You might be surprised to hear this, but 2019 was the absolute best year.
“But you had a miscarriage. You cried. You complained… a lot.” Yes, this is true. But in all honesty, this has been the most content I’ve been in a long, long time.
For most of my life, I’ve felt pretty bleh. I’ve lived with depression and anxiety. I’ve never really been consistently “happy” (whatever that actually means). Yes, I have had many, many happy times. Married my best friend, gave birth to an angel, changed the lives of two little terriers, made some bomb ass friends, lots of laughs with my family.

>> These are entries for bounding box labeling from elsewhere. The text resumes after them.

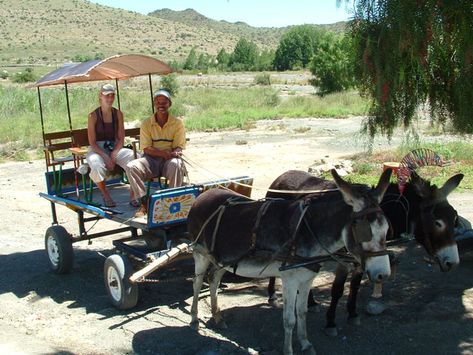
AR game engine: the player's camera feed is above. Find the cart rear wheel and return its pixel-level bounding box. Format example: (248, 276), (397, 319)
(104, 254), (138, 309)
(44, 226), (74, 274)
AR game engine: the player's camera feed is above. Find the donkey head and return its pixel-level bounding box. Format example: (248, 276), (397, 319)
(331, 169), (392, 282)
(411, 173), (463, 271)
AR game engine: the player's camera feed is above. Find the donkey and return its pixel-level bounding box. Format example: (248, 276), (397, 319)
(266, 170), (463, 336)
(187, 170), (391, 354)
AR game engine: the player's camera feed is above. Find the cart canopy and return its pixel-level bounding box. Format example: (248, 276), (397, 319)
(34, 54), (172, 87)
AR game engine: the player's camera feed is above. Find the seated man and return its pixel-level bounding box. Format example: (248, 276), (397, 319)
(127, 89), (186, 217)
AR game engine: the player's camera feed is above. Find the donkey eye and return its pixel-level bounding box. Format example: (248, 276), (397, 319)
(435, 219), (445, 229)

But, I’m the kind of person who can get eaten alive by one negative aspect in my life. One thing can overshadow all the greatness. I’ve had a string of jobs that broke my spirit and had me questioning who I am, what I’m doing and what would happen if I just went back to the check out lane at Target. Eaten alive by negativity, over and over.
And then in 2019, that changed. It was like a veil lifted. For the first time in my entire career, I felt smart. I felt appreciated, fostered and part of a team. I started to actually like the field of work I went into. And suddenly the rest of my life started to feel brighter.

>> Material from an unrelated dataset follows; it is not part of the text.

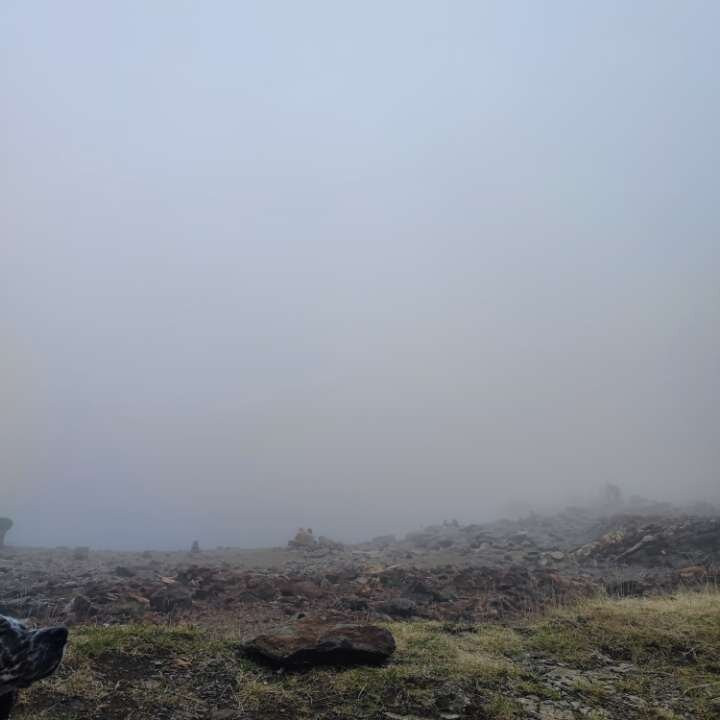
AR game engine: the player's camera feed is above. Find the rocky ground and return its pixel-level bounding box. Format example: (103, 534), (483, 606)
(0, 507), (720, 720)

This small town seemed bigger and roots started to grow. I met new, amazing people. I went on vacations without dreading coming back to my thankless 9-to-5 reality. I realized I have actual, true friends (you know, the ones you can text about poop and childbirth. The ones who tell you how bad ass you are and make you laugh out loud).
Because of this huge change, I was able to look past the negative. I stopped letting little things bother me, because they really weren’t that big. And when big, horrible things happened (like miscarriage) they were big and horrible. But the positivity planted in my life helped me move past it. I was able to get back up. I was able to just. keep. going.
So yes, 2019 had a big, black hole punched in it. But the weeks and months before and after that hole were amazing. Sandy beaches, sankalpa, sunshine, snow, the crisp north air, kambaba jasper, big kid undies, ice cream cake, hey girls, champs, smoked meat, baby sharks, wagyu, unicorn boots, bangs, bubbles, geraniums, orchards, butterflies. A. Mazing.